A principal autora Claire Tanner, que trabalhou no estudo como parte de um mestrado na instituição, acrescentou: “O que nos surpreendeu foi como até mesmo o cenário de baixas emissões tem efeitos prejudiciais para esta população. O que isso mostra é que agora é a hora de agir sobre a mudança climática – antes que seja tarde demais para impedir as estimativas vistas neste artigo”.

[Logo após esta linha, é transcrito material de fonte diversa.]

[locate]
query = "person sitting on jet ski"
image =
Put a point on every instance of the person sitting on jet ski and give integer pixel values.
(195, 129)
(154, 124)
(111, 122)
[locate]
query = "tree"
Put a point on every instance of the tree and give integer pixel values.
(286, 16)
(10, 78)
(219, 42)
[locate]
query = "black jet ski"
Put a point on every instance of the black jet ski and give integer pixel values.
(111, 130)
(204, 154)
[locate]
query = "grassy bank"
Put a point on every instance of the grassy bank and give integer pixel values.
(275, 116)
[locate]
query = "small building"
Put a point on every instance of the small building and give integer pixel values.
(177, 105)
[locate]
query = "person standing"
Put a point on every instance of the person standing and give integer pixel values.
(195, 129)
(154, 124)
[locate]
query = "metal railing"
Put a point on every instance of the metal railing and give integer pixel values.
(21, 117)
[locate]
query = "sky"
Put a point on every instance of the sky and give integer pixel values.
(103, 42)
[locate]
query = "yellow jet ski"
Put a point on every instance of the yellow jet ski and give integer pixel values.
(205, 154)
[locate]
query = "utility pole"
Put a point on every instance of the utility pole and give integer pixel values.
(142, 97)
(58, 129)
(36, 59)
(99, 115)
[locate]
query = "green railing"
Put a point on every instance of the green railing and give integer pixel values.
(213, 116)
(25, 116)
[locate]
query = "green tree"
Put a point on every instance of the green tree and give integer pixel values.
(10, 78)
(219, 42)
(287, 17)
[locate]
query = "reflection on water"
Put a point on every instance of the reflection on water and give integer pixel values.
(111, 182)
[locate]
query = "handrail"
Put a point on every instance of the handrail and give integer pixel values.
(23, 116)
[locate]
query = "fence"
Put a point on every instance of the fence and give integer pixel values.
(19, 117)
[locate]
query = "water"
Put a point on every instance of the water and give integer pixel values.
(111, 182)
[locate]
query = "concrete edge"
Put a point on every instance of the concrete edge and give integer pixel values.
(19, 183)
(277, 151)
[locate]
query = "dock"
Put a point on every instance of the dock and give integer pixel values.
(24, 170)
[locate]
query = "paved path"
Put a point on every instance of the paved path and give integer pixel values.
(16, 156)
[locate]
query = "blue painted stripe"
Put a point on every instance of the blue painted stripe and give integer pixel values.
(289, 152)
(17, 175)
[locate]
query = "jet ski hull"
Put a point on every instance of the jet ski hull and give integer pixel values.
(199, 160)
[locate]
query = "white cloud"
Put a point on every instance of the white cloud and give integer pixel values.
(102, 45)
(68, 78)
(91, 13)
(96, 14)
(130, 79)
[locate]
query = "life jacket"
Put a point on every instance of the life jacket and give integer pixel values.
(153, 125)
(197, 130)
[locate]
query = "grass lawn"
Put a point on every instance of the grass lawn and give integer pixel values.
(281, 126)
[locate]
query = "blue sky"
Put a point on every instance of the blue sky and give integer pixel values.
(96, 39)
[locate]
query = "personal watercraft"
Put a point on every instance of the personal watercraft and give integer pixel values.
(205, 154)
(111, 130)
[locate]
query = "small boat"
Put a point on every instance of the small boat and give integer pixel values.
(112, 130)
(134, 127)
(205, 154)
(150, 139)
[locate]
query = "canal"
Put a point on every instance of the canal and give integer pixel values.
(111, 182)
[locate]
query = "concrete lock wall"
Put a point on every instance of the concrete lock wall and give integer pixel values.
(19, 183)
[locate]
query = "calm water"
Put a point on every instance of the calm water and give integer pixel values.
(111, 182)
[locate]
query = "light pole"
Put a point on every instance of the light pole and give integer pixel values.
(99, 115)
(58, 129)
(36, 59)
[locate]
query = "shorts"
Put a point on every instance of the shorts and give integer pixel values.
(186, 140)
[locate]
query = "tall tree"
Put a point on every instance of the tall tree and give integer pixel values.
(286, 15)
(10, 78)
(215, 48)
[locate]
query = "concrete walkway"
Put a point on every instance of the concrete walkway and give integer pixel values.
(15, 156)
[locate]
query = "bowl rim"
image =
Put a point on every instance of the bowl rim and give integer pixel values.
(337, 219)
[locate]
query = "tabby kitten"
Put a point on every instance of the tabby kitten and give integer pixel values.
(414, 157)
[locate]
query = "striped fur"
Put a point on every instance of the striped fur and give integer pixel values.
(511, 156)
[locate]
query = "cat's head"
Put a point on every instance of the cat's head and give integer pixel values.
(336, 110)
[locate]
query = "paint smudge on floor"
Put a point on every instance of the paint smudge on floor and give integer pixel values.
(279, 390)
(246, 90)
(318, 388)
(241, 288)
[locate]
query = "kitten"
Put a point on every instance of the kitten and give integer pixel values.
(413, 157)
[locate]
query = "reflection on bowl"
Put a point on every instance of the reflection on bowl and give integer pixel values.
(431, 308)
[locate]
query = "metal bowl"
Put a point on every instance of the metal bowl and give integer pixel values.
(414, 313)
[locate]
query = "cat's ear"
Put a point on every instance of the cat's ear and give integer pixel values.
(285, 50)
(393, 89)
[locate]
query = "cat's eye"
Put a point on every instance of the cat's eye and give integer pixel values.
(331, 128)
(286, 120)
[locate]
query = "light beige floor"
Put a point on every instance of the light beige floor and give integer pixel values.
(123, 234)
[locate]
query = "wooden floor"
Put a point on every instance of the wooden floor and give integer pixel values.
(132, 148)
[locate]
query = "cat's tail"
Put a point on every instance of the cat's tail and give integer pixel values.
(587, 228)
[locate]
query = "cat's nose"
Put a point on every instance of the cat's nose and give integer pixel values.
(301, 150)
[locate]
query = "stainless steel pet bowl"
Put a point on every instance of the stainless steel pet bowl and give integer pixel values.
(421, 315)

As projecções baseiam-se no comportamento actual de aninhamento e os cientistas dizem que as tartarugas podem adaptar-se ao acasalar no início do ano, quando é mais frio. Em teoria, a selecção natural favorecerá as tartarugas que fizerem isso, mas a velocidade da mudança climática significará que não conseguem evoluir suficientemente rápido.

Os cientistas disseram que as tartarugas podem beneficiar de características específicas, como sombra debaixo das árvores, o que poderia fornecer condições um pouco mais frias.

A vida reprodutiva dos machos não é conhecida, portanto os machos mais velhos podem continuar a produzir anos após os novos machos deixarem de ser incubados, embora seja provável que, em algum momento, a população caia.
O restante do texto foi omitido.